Como se percebe imediatamente na entrevista com o realizador, “Família Instantânea” é inspirado na sua própria experiência: como pai que passou pelo processo de família de acolhimento e adoção. Adotou uma família inteira: três crianças, todos irmãos. Muitas das situações-chave do filme nascem de acasos, acasos esse que, explica-nos Sean, são inspirados nas suas experiências. Talvez por isso, nada em “Família Instantânea” soe “acaso”, é uma comédia disfarçada de drama, ou um drama disfarçado de comédia, que rotina o espectador para todo o processo moroso da adoção enquanto o vacina com gargalhadas.

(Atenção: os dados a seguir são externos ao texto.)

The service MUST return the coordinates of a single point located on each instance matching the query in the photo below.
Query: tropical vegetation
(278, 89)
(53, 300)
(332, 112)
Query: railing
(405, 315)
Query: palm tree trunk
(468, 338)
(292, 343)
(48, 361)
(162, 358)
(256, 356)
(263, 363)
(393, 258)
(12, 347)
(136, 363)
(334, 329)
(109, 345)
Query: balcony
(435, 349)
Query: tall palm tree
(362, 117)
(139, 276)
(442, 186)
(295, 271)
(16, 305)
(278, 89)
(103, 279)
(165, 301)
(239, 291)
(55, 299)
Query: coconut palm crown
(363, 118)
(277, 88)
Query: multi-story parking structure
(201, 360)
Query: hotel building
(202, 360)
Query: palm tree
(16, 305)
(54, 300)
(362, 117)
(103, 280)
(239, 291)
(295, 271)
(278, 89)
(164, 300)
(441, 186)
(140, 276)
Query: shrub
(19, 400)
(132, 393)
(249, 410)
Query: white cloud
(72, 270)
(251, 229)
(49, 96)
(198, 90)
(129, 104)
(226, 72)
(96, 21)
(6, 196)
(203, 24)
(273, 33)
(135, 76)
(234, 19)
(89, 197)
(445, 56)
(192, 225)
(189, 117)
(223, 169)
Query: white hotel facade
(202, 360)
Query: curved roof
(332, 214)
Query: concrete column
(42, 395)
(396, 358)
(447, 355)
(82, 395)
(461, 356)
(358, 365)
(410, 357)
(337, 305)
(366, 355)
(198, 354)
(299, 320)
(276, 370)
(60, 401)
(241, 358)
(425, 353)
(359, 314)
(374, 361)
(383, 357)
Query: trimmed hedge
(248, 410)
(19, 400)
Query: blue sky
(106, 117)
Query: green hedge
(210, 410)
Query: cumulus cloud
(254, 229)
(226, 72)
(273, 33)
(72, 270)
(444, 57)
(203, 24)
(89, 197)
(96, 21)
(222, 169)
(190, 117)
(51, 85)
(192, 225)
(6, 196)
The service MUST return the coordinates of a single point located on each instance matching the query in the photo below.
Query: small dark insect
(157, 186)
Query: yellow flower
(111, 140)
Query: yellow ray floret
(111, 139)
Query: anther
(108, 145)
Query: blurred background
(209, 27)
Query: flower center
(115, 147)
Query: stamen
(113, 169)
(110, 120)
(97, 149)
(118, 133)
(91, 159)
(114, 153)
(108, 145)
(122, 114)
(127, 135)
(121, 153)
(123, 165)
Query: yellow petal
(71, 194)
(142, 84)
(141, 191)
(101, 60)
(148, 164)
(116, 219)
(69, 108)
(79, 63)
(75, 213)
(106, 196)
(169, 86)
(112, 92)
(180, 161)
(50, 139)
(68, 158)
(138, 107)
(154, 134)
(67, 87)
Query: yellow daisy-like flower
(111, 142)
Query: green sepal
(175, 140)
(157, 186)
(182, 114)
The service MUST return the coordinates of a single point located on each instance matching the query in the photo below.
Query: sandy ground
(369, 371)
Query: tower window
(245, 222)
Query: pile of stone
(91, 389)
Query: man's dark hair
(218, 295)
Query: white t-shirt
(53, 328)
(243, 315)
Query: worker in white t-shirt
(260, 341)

[o trailer de “Família Instantânea”:]

É mais habitual vê-lo trabalhar em comédias. “Família Instantânea”, embora tenha os seus momentos de humor, é sobretudo um drama. A história é baseada na sua experiência pessoal. Porque é que decidiu fazer um filme sobre adoção?
Originalmente a ideia partiu do meu parceiro de escrita [John Morris]. Como trabalhamos juntos diariamente, passava os dias a contar-lhe histórias. Ao longo destes anos contei-lhe imensas histórias de como a minha família cresceu e se tornou naquilo que é hoje. A certa altura ele disse-me que isto tinha de ser um filme, porque ele não sabia nada sobre como estas coisas funcionavam, mas através dos meus relatos começou a perceber um pouco melhor. Duvidei de início. Sim, há algo de muito magnético na história, mas será uma área pela qual as pessoas se interessam? E quanto mais pensava no assunto, mais percebia que muitas pessoas tinham ideias muito negativas sobre o funcionamento do sistema de famílias de acolhimento. Podem nutrir simpatia pelas crianças, mas há sempre muito preconceito sobre a origem destas crianças, o seu passado familiar. E comecei a pensar que seria ótimo fazer um filme que não se acanhasse em explicar todo o drama em volta deste assunto, mas que ao mesmo tempo mostrasse os sorrisos, a alegria e o amor destas famílias.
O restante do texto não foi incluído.